Match regex caches compiled regular expressions?

I was wondering about the internal behavior of Match regex. Does it parse and compile the regular expression for each call, or is there an internal mechanism to cache previously seen regular expressions?

I’m curious because for a large number of iterations (e.g. 60,000+), 4D 17.1 compiled is about 5 times slower than Postgres for the same operations. If there is no caching, that might explain the large difference.

Can’t say about the cache. But I compare Match regex with Position, using a simple pattern (a simple text separator, for example), interpreted/compiled, the result is quite unexpected for me, I think it may interest you:
• interpreted, as expected regex is a bit slower than Position, ratio ~1,23
• compiled, regex is now really slower, ratio is ~12, about 10 times more!
Strange, no?

code used:
https://forums.4d.com/4DBB_Main/x_User/4467/files/30106993.7z

Hi Arnaud,

That is interesting. My guess is that there is not much difference interpreted because the time is dominated by executing the interpreted code. The compiled code really shows how much faster Position compared to Match regex.

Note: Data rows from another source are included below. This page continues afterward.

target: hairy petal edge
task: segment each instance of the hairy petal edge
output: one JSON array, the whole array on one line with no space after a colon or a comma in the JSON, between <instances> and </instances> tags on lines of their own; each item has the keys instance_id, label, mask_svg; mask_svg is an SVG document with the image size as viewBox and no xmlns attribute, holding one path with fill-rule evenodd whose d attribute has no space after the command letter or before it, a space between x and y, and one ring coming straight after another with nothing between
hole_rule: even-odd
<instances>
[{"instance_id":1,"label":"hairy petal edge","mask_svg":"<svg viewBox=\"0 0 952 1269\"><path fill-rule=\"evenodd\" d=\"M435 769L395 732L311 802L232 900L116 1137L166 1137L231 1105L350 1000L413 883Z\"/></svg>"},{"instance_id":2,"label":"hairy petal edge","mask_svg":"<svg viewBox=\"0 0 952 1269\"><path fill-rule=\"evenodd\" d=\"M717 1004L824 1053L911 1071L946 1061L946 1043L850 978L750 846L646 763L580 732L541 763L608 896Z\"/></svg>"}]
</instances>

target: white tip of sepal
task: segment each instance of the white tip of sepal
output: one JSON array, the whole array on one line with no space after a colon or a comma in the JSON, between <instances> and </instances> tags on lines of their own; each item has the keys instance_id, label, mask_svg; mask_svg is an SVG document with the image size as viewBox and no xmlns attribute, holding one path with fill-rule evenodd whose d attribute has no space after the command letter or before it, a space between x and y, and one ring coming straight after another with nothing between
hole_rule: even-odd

I came up with a test that convinces me that 4D is caching something for Match regex, so I’ll give up on the idea of making a feature request. I used a UUID as a regular expression and compared the time of using the same UUID versus different ones for 100,000 iterations. In compiled (preemptive mode) using the same regex was up to 21 times faster.

<code 4D>
C_LONGINT($i;$ms;$count)
C_TEXT($data;$regex)
C_BOOLEAN($match)

$data:=Generate UUID
$regex:=Generate UUID
$count:=100000

ARRAY TEXT($aRegex;$count)
For ($i;1;$count)
$aRegex{$i}:=$regex
End for

$ms:=Milliseconds
For ($i;1;$count)
$match:=Match regex($aRegex{$i};$data;1)
End for
$ms:=Milliseconds-$ms
ALERT(String($ms))

ARRAY TEXT($aRegex;$count)
For ($i;1;$count)
$aRegex{$i}:=Generate UUID
End for

$ms:=Milliseconds
For ($i;1;$count)
$match:=Match regex($aRegex{$i};$data;1)
End for
$ms:=Milliseconds-$ms
ALERT(String($ms))

</code 4D>

I’m not sure if your test code definitively proves that the pattern is cached.

local variables and “For/End for” loops are so much faster in compiled mode,
I think it is impossible to single out the gain from “Match regex” itself.

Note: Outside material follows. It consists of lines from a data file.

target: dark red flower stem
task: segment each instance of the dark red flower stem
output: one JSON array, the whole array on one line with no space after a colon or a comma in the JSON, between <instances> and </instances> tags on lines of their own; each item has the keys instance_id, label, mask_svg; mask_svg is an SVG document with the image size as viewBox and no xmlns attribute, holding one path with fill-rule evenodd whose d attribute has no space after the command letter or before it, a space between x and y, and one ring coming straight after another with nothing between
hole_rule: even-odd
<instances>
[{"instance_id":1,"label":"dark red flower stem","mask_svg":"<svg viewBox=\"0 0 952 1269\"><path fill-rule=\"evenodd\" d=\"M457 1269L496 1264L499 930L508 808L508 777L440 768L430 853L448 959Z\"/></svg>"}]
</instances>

also, UUID as a regex pattern and string to match is way too simple to measure speed.
a more demanding test would be needed to collect meaningful stats.

EXECUTE FORMULA has been enhanced to cache formula

c.f. Number of formulas in cache for https://doc.4d.com/4Dv17/4D/17.1/SET-DATABASE-PARAMETER.301-4179137.en.htmlSET DATABASE PARAMETER>

so it is not a reasonable request to ask for caching regex in like manner.

Hi Miyako,

Please explain in more detail my misunderstanding. The loops are
exactly identical. The only difference is that in one case the array
of regular expressions (100,000 elements) is a single UUID value and
in the other loop all UUID are unique values. There is a huge
difference in performance. Why? The lengths in all cases should be
exactly the same.

: Keisuke MIYAKO

so it is not a reasonable request to ask for caching regex in like
manner.

Parsing a complicated regex to generate a finite state automata (FSA) can be an expensive operation. If the regex is going to be used for a significant number of operations, doing the compile step one time can be a significant performance gain. Other environments I use have an API to support this use case.

: John DESOI

Please explain in more detail my misunderstanding. The loops are
exactly identical.

I am not saying that there is a misunderstanding, I am just not sure.

for example, if patterns are indeed cached,
would we not get a faster result if we repeated the 2nd loop (with the same array of patterns) ?

also, if Match regex implemented the compiled regex feature,

http://icu-project.org/apiref/icu4c/classicu_1_1RegexPattern.html

should we not get the advantage in interpreted mode as well?

: Keisuke MIYAKO

for example, if patterns are indeed cached,
would we not get a faster result if we repeated the 2nd loop (with
the same array of patterns) ?

Only if we know how big the cache is. If it is small and 100,000 values are used, there will be no difference. I repeated the loop with all distinct values and it takes about the same amount of time.

: Keisuke MIYAKO

should we not get the advantage in interpreted mode as well?

In the code I posted, the single value regex is about 4 times faster. As I mentioned previously in this thread, comparing interpreted is more difficult because interpreted execution can dominate the overall time of the loop iteration.